And what new scientific study appears (by coincidence? yes, yes, by coincidence) on my news feed but one dealing with NDEs and out-of-body experiences (OBEs)? The most fascinating conclusion is that the concept of death is being re-defined because consciousness appears possible for several minutes even after the heart has stopped. There has long been anecdotal evidence of this, and I'm reminded of one wish my mother had as she was dying of cancer: to have some calm classical music playing so she could have it as her last earthly experience when she passed on.

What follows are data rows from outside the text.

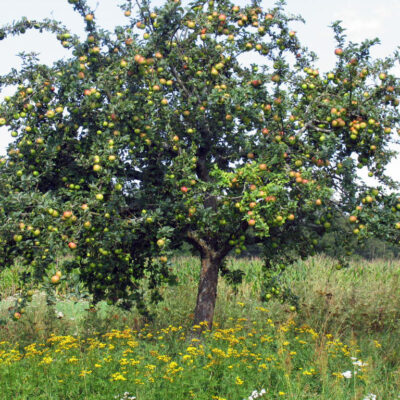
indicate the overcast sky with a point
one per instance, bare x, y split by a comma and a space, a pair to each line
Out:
361, 18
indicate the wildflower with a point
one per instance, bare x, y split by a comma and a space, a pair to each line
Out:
84, 373
46, 360
238, 381
255, 394
347, 374
117, 376
126, 396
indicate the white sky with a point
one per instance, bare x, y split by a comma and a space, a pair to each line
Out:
361, 18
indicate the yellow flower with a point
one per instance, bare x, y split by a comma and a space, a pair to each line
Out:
85, 372
117, 376
46, 360
239, 381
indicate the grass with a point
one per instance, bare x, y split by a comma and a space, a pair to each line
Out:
254, 346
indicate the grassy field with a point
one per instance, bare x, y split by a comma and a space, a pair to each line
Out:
341, 344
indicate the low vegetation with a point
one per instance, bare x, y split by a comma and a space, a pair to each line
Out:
339, 345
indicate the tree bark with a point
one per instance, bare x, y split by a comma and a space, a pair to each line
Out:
207, 291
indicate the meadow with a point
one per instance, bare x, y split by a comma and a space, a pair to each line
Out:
341, 343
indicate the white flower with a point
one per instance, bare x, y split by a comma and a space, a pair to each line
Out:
347, 374
359, 363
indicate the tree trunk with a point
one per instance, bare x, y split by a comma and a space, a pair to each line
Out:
207, 291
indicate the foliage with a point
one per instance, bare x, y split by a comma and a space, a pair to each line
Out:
139, 143
285, 360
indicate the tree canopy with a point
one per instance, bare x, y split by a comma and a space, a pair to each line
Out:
166, 132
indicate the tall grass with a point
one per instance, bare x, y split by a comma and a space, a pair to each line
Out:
344, 313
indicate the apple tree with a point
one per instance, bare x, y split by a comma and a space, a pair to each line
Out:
208, 125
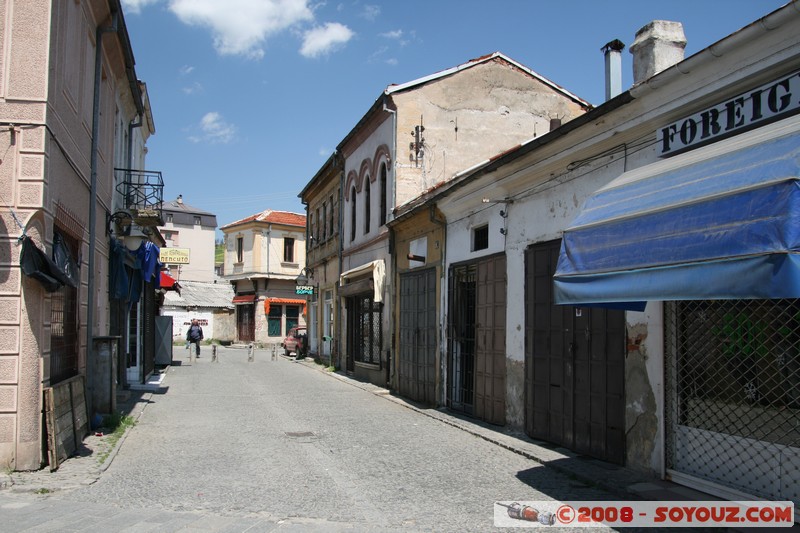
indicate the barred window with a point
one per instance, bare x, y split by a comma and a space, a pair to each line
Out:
292, 317
64, 326
274, 321
733, 408
366, 335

Another interesting finding? That most of those who could recall a NDE described things, often unpleasant, that did not correspond with the typical NDE: a feeling of well-being, peace, light, contentment, etc. Instead:
While 39 percent of patients who survived cardiac arrest were able to describe a perception of awareness, they did not have any explicit recall of events. This, in particular, suggests more people may have mental activity initially but then lose their memories after recovery. Among those who reported awareness, 46 percent experienced a broad range of mental recollections that weren't compatible with the commonly used term of NDEs; these included fearful and persecutory experiences. [Emphasis added.] Only 9 percent had experiences compatible with NDEs and 2 percent exhibited full awareness compatible with OBEs.Don't expect a spate of books, though, about the afterlife as a "fearful and persecutory" place. That is not what people want to read about. It's clear that the more we learn about our most complex organ, the further we expand the panorama of what we know as opposed to what we can only speculate about.